Development and validation of non-invasive MRI-based measures of glymphatic function

Since its discovery in 2012, the glymphatic system has gained much interest as a potential mechanistic link between sleep disruption and the development of several neurological and psychiatric conditions. This includes the potential role that sleep disruption and slowed glymphatic clearance may play in the development of dementing disorders such as Alzheimer’s disease. Glymphatic function is typically assessed in humans using a difficult and invasive MRI approach requiring injection of contrast agent into the fluid space surrounding the brain, a limitation which is a major barrier to our understanding of the role that glymphatic impairment plays in the development of human disease. In work funded in part through the VA Puget Sound R&D Pilot Program and the Garvey Institute for Brain Health Solutions, collaborative projects with partners at the University of Washington, the VA Puget Sound and Oregon Health & Science University, our group is conducting both preclinical (animal) and clinical (human) imaging studies to develop and validate non-invasive MRI-based measures of glymphatic function.

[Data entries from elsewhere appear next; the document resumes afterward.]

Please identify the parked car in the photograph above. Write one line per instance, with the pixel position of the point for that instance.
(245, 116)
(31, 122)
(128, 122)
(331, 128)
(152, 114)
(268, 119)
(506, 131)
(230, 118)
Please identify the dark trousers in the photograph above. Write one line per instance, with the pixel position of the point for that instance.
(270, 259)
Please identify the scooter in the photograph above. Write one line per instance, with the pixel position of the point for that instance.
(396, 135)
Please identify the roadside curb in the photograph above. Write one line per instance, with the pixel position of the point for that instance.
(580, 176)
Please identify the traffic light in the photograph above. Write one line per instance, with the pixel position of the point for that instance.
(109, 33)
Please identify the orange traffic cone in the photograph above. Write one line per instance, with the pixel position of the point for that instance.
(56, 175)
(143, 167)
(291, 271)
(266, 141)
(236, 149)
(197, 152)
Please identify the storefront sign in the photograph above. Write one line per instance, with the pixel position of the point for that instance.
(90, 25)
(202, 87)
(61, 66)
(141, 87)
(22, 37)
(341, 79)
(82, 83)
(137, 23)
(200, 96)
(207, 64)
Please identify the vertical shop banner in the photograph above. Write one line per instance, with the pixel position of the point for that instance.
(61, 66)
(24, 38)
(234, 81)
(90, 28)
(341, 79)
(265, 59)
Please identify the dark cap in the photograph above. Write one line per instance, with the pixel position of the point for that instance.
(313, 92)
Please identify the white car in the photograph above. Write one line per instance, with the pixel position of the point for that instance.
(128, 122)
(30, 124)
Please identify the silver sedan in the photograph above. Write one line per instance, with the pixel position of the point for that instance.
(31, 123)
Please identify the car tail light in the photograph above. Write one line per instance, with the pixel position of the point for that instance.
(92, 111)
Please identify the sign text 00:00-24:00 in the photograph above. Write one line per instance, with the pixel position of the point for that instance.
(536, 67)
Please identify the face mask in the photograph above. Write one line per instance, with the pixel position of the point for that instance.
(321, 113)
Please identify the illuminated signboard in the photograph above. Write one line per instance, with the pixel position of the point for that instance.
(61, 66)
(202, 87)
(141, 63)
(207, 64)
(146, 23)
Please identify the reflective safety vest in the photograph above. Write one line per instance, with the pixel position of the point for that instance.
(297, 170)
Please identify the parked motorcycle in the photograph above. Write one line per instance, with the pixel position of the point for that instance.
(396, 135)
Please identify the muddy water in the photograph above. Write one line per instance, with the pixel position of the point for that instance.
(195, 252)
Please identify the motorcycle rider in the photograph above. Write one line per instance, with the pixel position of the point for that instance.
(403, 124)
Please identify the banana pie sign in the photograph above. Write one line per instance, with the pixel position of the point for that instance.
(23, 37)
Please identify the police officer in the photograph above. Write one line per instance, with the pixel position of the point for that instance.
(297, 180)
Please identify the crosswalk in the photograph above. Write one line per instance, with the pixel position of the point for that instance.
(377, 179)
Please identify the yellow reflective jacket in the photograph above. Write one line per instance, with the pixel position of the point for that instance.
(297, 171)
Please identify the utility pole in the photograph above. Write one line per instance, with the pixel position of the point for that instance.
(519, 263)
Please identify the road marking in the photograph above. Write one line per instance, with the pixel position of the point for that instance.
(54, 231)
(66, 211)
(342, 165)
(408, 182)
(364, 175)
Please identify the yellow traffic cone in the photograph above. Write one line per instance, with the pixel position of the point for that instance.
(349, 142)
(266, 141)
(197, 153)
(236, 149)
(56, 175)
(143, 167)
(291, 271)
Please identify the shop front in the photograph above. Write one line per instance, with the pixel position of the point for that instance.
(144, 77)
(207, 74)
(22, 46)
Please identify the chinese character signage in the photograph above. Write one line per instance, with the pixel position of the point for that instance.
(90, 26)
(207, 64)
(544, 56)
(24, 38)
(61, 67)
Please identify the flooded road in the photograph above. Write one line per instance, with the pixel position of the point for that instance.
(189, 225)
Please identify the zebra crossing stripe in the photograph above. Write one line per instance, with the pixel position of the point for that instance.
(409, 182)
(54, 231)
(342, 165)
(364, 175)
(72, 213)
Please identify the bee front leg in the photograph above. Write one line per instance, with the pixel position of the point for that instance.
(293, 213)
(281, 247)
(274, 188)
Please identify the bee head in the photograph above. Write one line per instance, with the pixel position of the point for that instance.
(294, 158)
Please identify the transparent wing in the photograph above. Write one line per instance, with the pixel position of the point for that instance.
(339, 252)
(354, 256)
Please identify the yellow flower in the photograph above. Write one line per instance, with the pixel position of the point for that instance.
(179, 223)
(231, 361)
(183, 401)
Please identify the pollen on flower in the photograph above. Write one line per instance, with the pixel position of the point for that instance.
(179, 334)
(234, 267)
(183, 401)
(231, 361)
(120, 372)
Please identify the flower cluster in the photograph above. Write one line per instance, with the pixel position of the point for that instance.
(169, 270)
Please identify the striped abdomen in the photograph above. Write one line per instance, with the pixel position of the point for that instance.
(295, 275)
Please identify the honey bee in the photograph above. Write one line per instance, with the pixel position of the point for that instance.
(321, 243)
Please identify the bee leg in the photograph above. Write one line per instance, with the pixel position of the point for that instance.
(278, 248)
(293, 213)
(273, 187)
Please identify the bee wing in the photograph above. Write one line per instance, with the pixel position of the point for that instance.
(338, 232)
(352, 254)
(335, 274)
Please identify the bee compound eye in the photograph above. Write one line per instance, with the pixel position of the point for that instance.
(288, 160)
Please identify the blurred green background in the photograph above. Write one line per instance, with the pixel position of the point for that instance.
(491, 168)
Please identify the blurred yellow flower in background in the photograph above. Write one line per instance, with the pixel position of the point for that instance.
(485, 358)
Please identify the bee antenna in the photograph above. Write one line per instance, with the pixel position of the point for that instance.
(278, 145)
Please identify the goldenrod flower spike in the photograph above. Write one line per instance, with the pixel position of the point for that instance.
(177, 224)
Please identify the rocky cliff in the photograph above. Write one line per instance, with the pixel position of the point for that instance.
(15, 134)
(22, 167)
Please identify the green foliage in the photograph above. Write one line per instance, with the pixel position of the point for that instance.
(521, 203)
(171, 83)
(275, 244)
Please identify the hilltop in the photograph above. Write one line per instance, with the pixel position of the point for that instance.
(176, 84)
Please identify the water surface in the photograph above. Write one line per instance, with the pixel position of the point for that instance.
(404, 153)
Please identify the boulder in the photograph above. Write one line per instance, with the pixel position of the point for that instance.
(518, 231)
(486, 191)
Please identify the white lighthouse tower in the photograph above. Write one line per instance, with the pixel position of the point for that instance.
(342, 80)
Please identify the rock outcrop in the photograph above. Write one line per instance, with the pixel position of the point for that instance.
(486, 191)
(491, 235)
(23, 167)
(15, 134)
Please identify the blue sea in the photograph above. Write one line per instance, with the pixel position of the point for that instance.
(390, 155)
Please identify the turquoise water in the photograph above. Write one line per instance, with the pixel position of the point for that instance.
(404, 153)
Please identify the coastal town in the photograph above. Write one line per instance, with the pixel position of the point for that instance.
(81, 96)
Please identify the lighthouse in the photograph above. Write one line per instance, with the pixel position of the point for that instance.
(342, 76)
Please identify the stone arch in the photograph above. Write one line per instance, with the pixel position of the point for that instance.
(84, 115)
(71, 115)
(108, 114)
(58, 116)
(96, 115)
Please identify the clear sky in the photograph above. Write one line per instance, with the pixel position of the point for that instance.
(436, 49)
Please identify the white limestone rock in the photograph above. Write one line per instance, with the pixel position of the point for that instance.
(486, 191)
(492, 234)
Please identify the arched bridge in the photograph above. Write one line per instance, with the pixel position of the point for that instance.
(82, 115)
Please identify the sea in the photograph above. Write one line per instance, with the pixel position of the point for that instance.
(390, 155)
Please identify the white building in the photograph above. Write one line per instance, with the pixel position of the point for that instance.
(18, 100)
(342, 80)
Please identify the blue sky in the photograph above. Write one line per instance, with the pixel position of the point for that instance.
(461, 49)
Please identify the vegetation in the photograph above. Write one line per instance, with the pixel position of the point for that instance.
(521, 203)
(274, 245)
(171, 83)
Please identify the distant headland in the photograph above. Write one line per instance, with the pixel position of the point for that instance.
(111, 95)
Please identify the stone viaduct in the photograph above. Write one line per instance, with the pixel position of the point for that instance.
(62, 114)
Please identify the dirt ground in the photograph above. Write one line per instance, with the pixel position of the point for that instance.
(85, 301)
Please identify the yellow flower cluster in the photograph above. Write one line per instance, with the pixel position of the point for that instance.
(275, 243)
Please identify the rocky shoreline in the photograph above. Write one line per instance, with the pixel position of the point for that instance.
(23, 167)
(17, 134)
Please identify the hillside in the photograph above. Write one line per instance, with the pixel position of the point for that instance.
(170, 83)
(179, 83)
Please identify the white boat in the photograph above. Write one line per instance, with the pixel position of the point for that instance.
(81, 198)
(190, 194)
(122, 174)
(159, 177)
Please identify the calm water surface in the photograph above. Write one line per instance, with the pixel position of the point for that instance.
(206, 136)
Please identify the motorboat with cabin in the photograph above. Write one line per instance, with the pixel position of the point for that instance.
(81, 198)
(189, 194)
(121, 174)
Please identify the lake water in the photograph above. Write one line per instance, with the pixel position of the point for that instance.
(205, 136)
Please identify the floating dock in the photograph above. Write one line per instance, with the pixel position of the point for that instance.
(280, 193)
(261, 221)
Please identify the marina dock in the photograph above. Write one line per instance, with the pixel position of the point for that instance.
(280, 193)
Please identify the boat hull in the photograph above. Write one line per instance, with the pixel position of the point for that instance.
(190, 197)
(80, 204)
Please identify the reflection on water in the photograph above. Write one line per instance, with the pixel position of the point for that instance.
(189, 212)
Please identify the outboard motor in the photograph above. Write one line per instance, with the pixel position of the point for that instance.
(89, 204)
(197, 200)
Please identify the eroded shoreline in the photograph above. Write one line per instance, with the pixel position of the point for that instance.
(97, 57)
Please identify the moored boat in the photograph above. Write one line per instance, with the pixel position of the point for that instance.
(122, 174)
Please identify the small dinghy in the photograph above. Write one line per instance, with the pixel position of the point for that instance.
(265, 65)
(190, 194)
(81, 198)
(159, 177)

Changes in Choroid Plexus Function in the Development of Neurodegenerative Disease

Cerebrospinal fluid (CSF) is produced by the choroid plexus, located in the ventricles of the brain, and plays an important role in brain physiology. While the choroid plexus and CSF production can be dynamically regulated, the relationship between sleep states and CSF composition is not well understood. Since both inefficient waste clearance and sleep disruption are prominent features of Alzheimer’s disease this project will determine the role of the choroid plexus in the regulation of sleep-wake glymphatic homeostasis through modulation of CSF dynamics. Combining omics technologies, dynamic in vivo microscopy approaches in animal models, and validation in human choroid plexus this study, funded in part by a Development Project Grant from the UW Alzheimer’s Disease Research Center, will inform prospective therapeutic strategies that will be widely applicable to diseases of impaired protein clearance, including Alzheimer’s disease.

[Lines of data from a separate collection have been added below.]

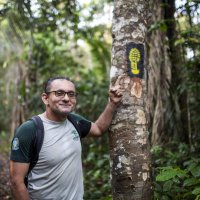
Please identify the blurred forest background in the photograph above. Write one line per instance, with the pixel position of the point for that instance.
(39, 39)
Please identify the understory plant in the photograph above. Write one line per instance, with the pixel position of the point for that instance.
(176, 172)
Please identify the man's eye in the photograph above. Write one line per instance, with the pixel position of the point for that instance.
(71, 94)
(60, 93)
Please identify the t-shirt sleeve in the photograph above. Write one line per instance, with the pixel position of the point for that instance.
(22, 142)
(84, 125)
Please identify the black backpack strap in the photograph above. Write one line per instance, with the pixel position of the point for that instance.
(81, 124)
(75, 122)
(36, 144)
(38, 141)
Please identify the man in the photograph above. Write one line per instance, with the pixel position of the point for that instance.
(57, 174)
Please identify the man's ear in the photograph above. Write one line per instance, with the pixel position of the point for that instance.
(45, 99)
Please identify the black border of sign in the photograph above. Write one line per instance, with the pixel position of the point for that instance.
(140, 47)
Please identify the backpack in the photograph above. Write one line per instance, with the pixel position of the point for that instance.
(38, 140)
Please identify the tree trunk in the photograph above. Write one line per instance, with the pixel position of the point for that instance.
(129, 142)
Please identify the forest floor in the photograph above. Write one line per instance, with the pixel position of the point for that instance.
(5, 193)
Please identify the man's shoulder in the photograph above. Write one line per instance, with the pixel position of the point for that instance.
(27, 128)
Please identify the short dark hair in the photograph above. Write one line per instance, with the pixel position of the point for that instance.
(47, 84)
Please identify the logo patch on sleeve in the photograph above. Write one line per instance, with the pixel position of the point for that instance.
(15, 144)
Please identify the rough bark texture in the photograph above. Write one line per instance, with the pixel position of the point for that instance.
(129, 144)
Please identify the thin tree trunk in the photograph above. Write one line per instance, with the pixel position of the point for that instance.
(129, 142)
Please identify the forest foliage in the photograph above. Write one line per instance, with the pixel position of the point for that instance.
(39, 39)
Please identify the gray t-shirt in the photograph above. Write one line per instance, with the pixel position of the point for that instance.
(58, 172)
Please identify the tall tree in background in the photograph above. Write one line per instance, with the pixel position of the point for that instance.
(160, 75)
(129, 144)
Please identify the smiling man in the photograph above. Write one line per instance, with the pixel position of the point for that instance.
(57, 174)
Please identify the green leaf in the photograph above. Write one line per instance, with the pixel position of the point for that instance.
(170, 173)
(196, 191)
(191, 182)
(167, 186)
(196, 171)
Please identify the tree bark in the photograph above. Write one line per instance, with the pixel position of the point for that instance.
(129, 136)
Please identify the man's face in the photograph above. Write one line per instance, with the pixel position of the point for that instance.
(59, 102)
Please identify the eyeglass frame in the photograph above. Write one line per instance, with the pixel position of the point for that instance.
(75, 94)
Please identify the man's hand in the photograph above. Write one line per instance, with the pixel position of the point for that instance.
(115, 94)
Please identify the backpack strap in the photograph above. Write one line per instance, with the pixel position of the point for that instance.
(38, 141)
(81, 124)
(75, 122)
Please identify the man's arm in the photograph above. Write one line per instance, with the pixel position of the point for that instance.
(18, 172)
(104, 120)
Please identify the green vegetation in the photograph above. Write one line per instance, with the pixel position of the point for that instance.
(61, 37)
(177, 172)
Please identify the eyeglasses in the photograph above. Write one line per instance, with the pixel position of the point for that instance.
(61, 94)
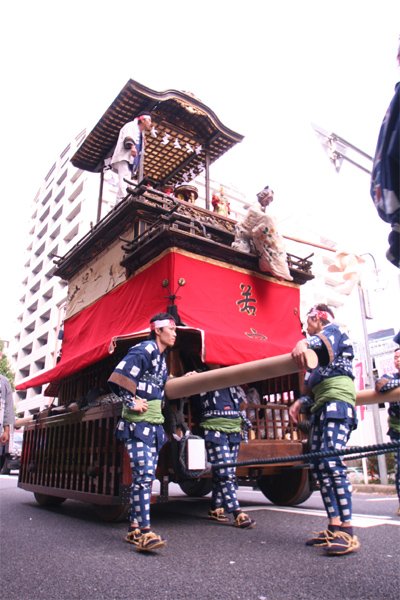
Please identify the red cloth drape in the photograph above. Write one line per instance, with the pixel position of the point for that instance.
(244, 315)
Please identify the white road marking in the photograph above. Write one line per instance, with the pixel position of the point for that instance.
(358, 520)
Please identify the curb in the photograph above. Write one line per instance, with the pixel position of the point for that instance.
(374, 488)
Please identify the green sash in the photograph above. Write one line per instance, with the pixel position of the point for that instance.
(222, 424)
(394, 424)
(153, 414)
(334, 389)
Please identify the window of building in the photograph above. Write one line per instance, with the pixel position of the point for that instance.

Leducq Network: A Translational Approach Towards Understanding Brain Waste Clearance in Cerebral Amyloid Angiopathy

Cerebral amyloid angiopathy (CAA) is a disease characterized by amyloid deposition in the meningeal and parenchymal blood vessels, coupled with vascular dysfunction, white matter hyperintensities, and ultimately resulting in cerebral hemorrhagic injury. Impairment in CSF clearance has been proposed as a contributor to disease progression, although the mechanism for this is unclear. This project, funded by the Leducq foundation, and in collaboration with the UW Neuropathology Core and neuropathologist Dr Caitlyn Latimer, seeks to characterize the vascular-glymphatic association with pathological features of CAA in human brain tissue. By thorough quantification of the cellular components necessary for glymphatic clearance, and vascular function we aim to better understand the role of CSF dynamics in the setting of CAA.

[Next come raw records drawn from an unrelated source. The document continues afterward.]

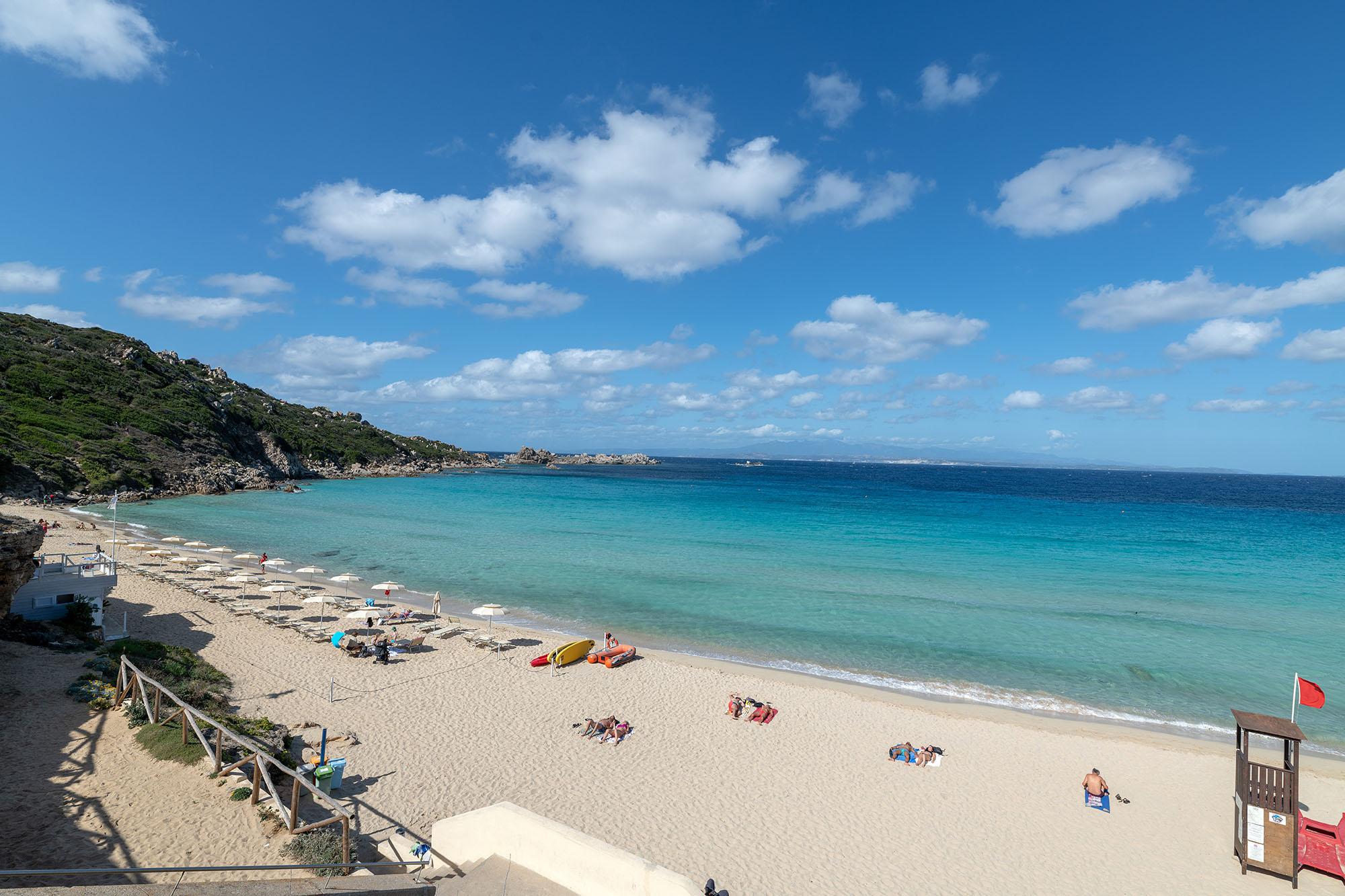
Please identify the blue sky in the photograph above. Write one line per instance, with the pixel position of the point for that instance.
(978, 228)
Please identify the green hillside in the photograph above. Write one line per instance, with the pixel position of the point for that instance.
(91, 411)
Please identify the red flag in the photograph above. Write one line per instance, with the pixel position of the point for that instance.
(1311, 694)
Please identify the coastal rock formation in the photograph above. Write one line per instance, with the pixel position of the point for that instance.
(527, 455)
(20, 541)
(85, 412)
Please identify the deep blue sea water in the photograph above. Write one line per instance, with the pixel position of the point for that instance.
(1118, 594)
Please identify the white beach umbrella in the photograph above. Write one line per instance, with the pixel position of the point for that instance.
(345, 579)
(490, 611)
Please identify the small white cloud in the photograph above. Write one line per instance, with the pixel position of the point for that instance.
(198, 311)
(1311, 213)
(833, 99)
(85, 38)
(1199, 296)
(50, 313)
(254, 284)
(1225, 338)
(412, 292)
(939, 88)
(880, 333)
(952, 382)
(28, 278)
(524, 299)
(1234, 405)
(325, 361)
(1066, 366)
(1023, 400)
(1077, 188)
(1317, 345)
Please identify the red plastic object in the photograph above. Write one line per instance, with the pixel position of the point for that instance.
(1323, 846)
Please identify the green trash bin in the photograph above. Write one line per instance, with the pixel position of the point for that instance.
(325, 778)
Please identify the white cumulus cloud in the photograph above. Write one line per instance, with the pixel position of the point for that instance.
(1200, 296)
(1023, 400)
(85, 38)
(1317, 345)
(939, 88)
(880, 333)
(1225, 338)
(524, 299)
(1311, 213)
(50, 313)
(28, 278)
(1078, 188)
(254, 284)
(833, 99)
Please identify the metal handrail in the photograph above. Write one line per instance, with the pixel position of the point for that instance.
(52, 872)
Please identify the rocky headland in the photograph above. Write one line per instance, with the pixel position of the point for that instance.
(527, 455)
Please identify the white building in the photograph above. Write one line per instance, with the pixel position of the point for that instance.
(60, 580)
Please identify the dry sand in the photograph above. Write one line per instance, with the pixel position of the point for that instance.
(805, 805)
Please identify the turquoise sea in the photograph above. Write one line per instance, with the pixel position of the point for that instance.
(1144, 598)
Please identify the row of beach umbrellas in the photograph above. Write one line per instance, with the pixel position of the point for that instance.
(489, 611)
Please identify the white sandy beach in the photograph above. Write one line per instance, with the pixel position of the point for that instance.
(808, 803)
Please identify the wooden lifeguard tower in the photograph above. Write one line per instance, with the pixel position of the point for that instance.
(1266, 798)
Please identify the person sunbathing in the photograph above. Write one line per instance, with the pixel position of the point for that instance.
(763, 713)
(603, 725)
(617, 733)
(902, 752)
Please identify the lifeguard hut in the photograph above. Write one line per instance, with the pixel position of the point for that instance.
(1266, 798)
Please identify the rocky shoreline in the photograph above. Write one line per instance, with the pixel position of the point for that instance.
(527, 455)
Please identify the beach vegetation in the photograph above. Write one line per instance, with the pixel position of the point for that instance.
(87, 409)
(165, 741)
(317, 848)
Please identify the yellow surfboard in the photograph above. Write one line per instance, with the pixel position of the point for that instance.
(571, 653)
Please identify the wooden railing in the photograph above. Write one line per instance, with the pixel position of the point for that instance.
(1265, 786)
(137, 685)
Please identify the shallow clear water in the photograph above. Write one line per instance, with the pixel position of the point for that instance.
(1129, 595)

FORTIFY - From Molecular Physiology to Biophysics of the Glymphatic System: a Regulatory Role for Aquaporin-4 .

Glymphatic function is dependent on the perivascular localization of AQP4 on astrocyte endfeet, and glymphatic impairment has been linked to a number of neurodegenerative conditions. Therefore, pharmacologically targeting AQP4 localization to enhance glymphatic function is of particular interest. However, AQP4 dynamics remain completely understood, and the specificity of current pharmacological approaches is uncertain. This project, in collaboration with Professor Roslyn Bill at Aston University, and funding from …. Aims to address the mechanisms that govern AQP4 localization and thus water and CSF transport in the context of glymphatic function, and diseases associated with glymphatic impairment.